One day all this Volcker Rule and bank capital and ratings-agency-purge stuff is going to end, and financial regulatory developments will be fun again, and they will be about this. Everywhere U.S. law tries to figure out and regulate how much power a shareholder has over a company, it ends up hopelessly confused, and you get creepy formalisms like Blackstone's nonvoting not-quite-common-stock in BankUnited.

This confusion comes from, on the one hand, a deep devotion to the (debatable!) idea that public company shareholders are owners and should have a say in the company, and that their say is proportional to their number of formally voting shares. Thus you get the BankUnited paper shuffling - as well as shocking amounts of attention devoted to things like say-on-pay and shareholder nomination of directors, and sterile debates about how sad bank shareholders should or should not be because the employees are stealing all the money or something. But you also get real restrictions on the capital markets. Try selling equity in a casino company sometime. Or a REIT. Or a shipping company.** Or a ... well, a bank, for instance. All sorts of companies are subjected to - ever-so-slightly different, often ambiguous - legal restrictions on who can own their stock, and how much of it they can own, and what reports and permissions they need to own it.

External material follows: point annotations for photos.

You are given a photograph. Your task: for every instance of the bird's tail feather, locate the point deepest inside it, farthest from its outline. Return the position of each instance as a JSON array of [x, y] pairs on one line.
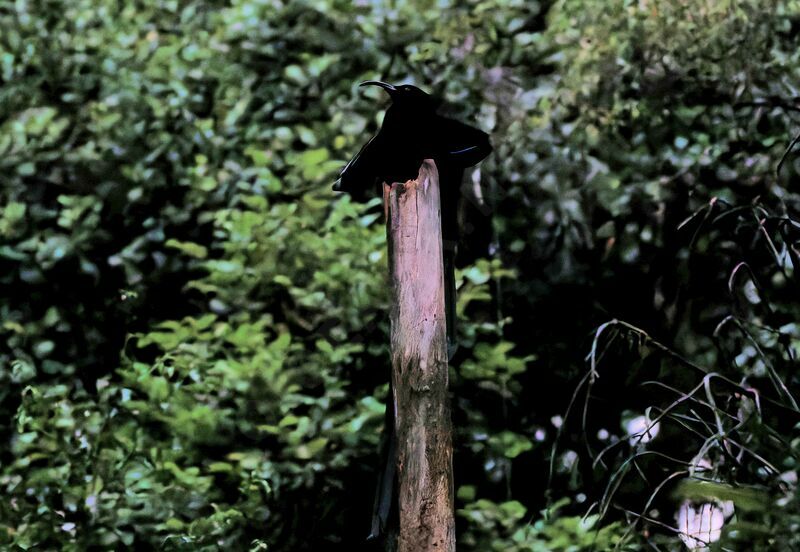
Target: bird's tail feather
[[449, 254], [384, 493]]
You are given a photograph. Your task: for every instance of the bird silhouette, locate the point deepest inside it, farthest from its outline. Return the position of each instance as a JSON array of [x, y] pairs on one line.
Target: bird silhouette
[[411, 132]]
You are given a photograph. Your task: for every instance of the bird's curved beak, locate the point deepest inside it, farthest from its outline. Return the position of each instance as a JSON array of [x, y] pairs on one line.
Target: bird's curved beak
[[385, 85]]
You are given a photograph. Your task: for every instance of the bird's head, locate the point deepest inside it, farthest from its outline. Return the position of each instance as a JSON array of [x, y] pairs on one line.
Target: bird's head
[[405, 95]]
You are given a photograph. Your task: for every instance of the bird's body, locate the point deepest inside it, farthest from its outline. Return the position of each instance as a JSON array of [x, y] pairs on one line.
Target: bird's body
[[411, 132]]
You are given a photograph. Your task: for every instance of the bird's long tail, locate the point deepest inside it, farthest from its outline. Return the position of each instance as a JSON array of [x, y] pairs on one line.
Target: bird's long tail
[[384, 493], [449, 257]]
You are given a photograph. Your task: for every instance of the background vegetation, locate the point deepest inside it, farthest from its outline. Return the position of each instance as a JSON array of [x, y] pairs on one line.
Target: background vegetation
[[193, 351]]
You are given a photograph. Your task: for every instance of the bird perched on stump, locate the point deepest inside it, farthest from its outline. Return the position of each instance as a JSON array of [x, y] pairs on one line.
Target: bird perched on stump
[[411, 132]]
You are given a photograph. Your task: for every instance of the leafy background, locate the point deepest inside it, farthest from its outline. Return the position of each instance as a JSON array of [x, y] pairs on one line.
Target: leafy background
[[193, 351]]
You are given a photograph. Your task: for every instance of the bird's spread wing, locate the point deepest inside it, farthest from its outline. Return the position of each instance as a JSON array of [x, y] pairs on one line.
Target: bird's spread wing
[[358, 176], [460, 144]]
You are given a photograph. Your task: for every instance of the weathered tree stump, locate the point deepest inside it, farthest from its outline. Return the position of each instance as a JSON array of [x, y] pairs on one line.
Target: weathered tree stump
[[419, 364]]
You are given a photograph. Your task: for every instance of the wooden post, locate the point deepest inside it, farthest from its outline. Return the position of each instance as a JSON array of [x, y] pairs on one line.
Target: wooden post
[[419, 364]]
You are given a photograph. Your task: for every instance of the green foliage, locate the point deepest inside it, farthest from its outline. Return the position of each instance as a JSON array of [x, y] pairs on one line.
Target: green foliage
[[501, 527], [193, 335]]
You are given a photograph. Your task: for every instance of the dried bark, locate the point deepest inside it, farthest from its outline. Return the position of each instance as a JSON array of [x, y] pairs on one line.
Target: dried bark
[[419, 364]]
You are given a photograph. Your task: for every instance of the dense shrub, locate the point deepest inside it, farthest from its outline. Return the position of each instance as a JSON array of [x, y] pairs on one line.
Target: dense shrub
[[193, 350]]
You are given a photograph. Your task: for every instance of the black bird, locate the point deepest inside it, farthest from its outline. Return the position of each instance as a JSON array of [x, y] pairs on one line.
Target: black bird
[[411, 132]]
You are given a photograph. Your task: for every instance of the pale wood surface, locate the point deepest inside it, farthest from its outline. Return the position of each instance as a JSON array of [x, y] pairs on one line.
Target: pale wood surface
[[419, 364]]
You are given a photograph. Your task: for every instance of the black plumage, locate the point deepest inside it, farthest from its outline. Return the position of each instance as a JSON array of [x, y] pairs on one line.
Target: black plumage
[[411, 132]]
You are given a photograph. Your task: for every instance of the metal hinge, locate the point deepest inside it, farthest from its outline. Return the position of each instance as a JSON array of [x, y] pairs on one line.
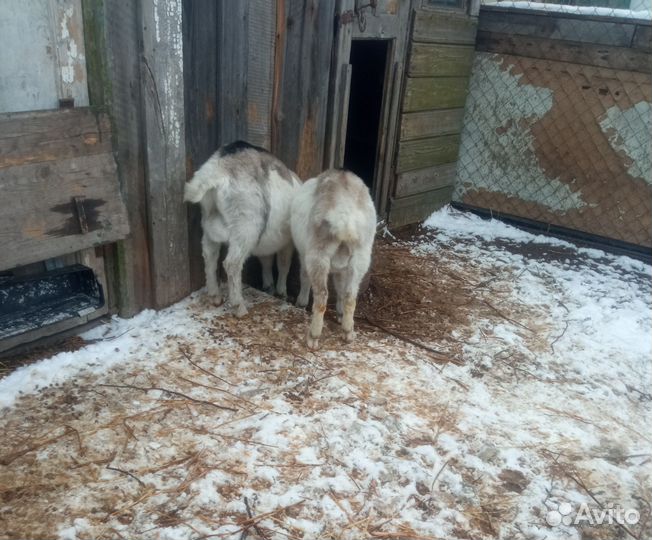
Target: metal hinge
[[347, 17]]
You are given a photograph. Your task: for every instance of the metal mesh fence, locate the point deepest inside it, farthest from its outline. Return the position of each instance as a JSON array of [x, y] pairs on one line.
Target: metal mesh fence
[[558, 120]]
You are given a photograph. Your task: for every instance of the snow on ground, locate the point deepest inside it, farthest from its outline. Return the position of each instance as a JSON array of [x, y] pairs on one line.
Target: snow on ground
[[187, 423]]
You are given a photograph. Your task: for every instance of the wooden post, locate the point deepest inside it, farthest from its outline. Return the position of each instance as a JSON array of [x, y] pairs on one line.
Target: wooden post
[[162, 95]]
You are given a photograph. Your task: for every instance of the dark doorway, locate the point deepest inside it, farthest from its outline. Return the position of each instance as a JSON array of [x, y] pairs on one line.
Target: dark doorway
[[369, 63]]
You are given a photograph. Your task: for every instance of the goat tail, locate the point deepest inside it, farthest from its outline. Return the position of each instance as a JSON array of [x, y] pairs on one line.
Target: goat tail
[[344, 226], [196, 189]]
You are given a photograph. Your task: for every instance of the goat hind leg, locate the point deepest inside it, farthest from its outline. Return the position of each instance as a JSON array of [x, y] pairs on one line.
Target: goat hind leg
[[339, 284], [318, 272], [283, 262]]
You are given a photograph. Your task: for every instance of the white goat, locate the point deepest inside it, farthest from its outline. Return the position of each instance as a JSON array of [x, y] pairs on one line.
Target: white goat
[[333, 228], [245, 195]]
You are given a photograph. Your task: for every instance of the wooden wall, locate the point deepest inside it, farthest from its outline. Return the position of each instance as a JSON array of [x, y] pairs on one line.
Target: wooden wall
[[558, 123], [435, 88]]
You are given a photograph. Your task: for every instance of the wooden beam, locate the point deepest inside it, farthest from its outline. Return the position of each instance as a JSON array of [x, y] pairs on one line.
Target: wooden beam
[[202, 119], [441, 27], [422, 180], [163, 108], [38, 137], [416, 208], [424, 94], [420, 125], [435, 60], [424, 153], [556, 26], [40, 218]]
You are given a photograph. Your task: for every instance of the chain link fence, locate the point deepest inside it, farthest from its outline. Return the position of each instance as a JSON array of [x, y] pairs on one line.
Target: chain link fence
[[558, 121]]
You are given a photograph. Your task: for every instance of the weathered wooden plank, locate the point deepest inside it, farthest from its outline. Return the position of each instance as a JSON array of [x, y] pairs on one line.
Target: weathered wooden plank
[[424, 153], [422, 180], [37, 137], [130, 271], [378, 26], [642, 37], [163, 105], [302, 93], [422, 94], [621, 58], [437, 60], [418, 207], [42, 55], [233, 53], [245, 50], [438, 27], [419, 125], [339, 90], [200, 37], [556, 26], [39, 219]]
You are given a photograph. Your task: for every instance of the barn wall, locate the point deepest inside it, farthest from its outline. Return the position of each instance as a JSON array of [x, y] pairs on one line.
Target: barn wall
[[558, 122], [435, 90]]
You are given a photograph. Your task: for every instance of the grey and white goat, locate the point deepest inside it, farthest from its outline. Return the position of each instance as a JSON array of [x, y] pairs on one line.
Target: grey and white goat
[[245, 195], [333, 228]]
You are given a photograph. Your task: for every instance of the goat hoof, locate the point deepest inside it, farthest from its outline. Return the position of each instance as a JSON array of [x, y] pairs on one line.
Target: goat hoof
[[240, 311], [313, 343], [215, 299]]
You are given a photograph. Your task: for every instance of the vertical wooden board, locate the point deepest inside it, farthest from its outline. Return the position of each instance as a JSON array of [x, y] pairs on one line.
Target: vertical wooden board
[[200, 60], [441, 27], [424, 153], [41, 55], [163, 107], [302, 96], [557, 26], [68, 31], [416, 208], [435, 93], [642, 37], [422, 180], [130, 272], [428, 60], [419, 125], [233, 68]]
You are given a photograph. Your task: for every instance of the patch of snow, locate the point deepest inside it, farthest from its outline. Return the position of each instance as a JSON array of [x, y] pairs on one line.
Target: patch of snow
[[639, 9], [498, 102], [629, 131]]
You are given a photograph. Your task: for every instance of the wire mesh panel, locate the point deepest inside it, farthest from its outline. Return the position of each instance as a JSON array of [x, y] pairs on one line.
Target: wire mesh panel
[[558, 120]]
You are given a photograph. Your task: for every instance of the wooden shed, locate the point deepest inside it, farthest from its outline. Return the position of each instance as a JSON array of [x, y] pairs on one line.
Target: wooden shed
[[108, 106]]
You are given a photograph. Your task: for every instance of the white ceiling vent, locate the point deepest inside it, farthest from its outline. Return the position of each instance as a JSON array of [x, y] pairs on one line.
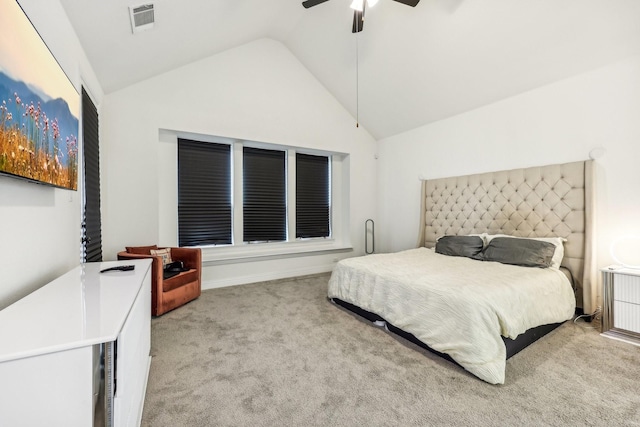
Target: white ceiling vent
[[142, 18]]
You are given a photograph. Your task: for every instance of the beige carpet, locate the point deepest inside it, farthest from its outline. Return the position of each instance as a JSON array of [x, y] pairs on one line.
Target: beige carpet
[[279, 354]]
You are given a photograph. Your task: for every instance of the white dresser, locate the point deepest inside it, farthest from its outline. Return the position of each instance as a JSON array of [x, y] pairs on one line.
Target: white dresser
[[76, 351], [621, 304]]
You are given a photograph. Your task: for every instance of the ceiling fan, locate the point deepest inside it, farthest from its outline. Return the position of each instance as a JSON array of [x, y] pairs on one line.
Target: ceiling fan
[[358, 7]]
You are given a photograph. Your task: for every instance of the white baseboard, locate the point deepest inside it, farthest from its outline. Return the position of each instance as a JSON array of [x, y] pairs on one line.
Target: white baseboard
[[263, 277]]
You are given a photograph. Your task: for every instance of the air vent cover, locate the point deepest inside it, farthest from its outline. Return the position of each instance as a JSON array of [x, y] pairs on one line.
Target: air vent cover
[[142, 17]]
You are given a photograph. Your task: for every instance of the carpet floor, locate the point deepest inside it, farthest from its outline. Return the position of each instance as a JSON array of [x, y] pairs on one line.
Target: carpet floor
[[279, 353]]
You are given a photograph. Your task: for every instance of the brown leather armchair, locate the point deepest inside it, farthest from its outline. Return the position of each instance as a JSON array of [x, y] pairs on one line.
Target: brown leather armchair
[[167, 294]]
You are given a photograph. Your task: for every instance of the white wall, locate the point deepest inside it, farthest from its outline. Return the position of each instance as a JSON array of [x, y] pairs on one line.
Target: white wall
[[259, 92], [40, 226], [558, 123]]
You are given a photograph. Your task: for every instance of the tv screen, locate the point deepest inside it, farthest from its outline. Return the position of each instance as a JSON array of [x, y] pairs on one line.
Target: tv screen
[[39, 107]]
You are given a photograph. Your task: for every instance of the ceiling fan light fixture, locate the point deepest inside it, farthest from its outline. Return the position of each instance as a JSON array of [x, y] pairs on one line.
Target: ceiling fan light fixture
[[357, 5]]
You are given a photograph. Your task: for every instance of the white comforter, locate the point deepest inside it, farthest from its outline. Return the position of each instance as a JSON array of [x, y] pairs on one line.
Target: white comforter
[[456, 305]]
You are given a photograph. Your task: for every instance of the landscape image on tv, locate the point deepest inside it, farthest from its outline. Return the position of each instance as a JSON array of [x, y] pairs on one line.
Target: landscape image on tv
[[39, 107]]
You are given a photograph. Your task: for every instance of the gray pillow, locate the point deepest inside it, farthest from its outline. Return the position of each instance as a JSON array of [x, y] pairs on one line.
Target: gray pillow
[[524, 252], [467, 246]]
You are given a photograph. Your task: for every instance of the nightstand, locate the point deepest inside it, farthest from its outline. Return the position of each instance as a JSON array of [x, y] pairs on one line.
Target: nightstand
[[621, 304]]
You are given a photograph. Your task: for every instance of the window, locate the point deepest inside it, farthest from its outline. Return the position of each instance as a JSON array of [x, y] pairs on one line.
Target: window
[[312, 196], [232, 192], [204, 193], [264, 195]]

On the other hand, that devotion is often under-analyzed and formalized enough that you can structure around these restrictions without giving up the control that you actually wanted. Again, Blackstone will keep 14% of the economics of BankUnited, and will keep its one director, and Schwarzman will remain that director's boss. It's hard to see how Schwarzman will have less control, whatever that is, after the conversion of the shares than he did before. Similarly, if you are an activist hedge fund - y'know, someone who actually does have the desire and sophistication and resources to influence the policy of the companies you invest in - and you are worried about ownership restrictions and filing requirements, you can look into something with the lovely name of hidden morphable ownership and maybe get around them. Or maybe not, often because those restrictions are so vague that you can't predict what formalism will work.

The BankUnited example is a salacious one because "STEVE SCHWARZMAN ENJOYS EATING EXPENSIVE CRABS" but the broader area of regulation is interesting, important, and a godawful mess. I doubt that will change in the near future - we have prop trading to ban! - but it's nice that this story, trivial in itself, is keeping it on the radar.

Schwarzman: None of Your Business [WSJ]

* Unless he stole it. Could happen.

** I have done all of these things and, let me tell you, GAAAAH.